At the Blackie Books publishing house they decided to publish Matthew, Gospelwith chapters, but without verses. Thus, one reads straight, without the small numbers, the part of the first chapter in which the tax collector, who abandoned his job to follow Jesus, gives an account of his teacher’s arrival into the world: “The birth of Jesus, the anointed one, happened like this: Jesus’ mother, Mary, was betrothed to Joseph. Before they went to live together, she found herself pregnant with the sacred breath. Joseph, her man, who was just and did not want to expose her, preferred to abandon her in secret. But while While he was meditating on these questions, look, a messenger from the Lord appeared to him in a dream and said: -Joseph, son of David, do not be afraid to accept Mary as your wife. Because within her she keeps the son conceived by the sacred breath and you will call him by the name of Jesus. […] Joseph woke up from the dream and did as the Lord’s messenger had commanded him, and accepted her as his wife, but he did not touch her until she had given birth to the son. And he called him by name: Jesus.”

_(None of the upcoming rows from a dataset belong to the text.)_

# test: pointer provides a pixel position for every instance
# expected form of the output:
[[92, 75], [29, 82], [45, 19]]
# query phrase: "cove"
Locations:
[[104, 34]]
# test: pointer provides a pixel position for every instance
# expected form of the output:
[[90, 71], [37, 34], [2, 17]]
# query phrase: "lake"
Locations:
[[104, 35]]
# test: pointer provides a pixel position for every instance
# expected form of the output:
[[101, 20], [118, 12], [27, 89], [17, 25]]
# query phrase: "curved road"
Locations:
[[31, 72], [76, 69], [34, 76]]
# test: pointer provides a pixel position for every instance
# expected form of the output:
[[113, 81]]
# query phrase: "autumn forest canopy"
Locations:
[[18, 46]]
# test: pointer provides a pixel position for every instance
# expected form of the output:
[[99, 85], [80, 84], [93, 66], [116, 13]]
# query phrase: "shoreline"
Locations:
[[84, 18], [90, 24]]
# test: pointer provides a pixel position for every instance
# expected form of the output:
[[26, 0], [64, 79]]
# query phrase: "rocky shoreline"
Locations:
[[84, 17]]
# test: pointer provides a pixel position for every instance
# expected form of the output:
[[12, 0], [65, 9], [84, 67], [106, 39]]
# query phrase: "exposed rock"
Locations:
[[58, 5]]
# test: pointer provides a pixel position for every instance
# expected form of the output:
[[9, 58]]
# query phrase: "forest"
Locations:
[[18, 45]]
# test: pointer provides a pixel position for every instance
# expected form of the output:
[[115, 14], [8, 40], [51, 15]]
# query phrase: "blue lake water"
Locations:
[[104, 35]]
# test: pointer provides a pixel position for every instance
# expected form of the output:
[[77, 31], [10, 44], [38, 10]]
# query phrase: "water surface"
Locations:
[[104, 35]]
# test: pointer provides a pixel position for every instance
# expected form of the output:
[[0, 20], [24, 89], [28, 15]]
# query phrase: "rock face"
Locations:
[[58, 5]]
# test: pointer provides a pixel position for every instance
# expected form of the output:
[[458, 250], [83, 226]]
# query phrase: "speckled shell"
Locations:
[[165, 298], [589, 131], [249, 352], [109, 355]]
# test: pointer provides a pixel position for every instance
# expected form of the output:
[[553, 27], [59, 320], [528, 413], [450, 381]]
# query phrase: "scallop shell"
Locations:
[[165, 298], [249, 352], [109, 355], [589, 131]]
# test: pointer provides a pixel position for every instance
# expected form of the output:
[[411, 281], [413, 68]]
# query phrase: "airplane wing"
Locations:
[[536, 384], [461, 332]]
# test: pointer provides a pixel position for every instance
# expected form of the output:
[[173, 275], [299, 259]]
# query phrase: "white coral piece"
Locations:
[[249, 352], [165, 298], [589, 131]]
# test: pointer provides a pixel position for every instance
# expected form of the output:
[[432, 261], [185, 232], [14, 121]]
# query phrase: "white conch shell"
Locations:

In addition to the new translation of the Gospel of Matthew, the volume includes rich iconography, which over the centuries has been produced by great artists who found inspiration in the Mattean narrative. Also the joint work of writings by authors such as Jorge Luis Borges, Oscar Wilde, Augusto Monterroso and Juan José Arreola, who made unique approaches to scenes presented by one of the 12 disciples specially chosen by Jesus.

Unlike literature in German or English, highly influenced by the translations of Martin Luther (New Testament in 1522 and the entire Bible in 1534), and the English ones of 1560 and 1611, in Spanish the biblical echoes in Latin American writers have been much more tenuous. In large part because of what José Emilio Pacheco rightly observed, who wrote that an “unknown masterpiece” for Spanish literature was “the Bible that Casiodoro de Reina translated in 1569 and Cipriano de Valera revised in 1602.” […] Since it is about the Protestant Bible, not equaled as verse or prose by any Bible Catholics, our culture has lived with its back to it, unlike what happens in the English language.”

An opportunity to not continue turning our backs, in the words of José Emilio Pacheco, on the biblical writings, as well as the stimulus they provoke in the reconstruction of the personal and social imagination, is to go through the pages of the Gospel of Matthew as a classic that should transcend religious cloisters. And, perhaps, verify, as Oscar Wilde wrote, that it is “Pure romantic enchantment. Reading the Gospel is like leaving a dark house to enter a garden of lilies.”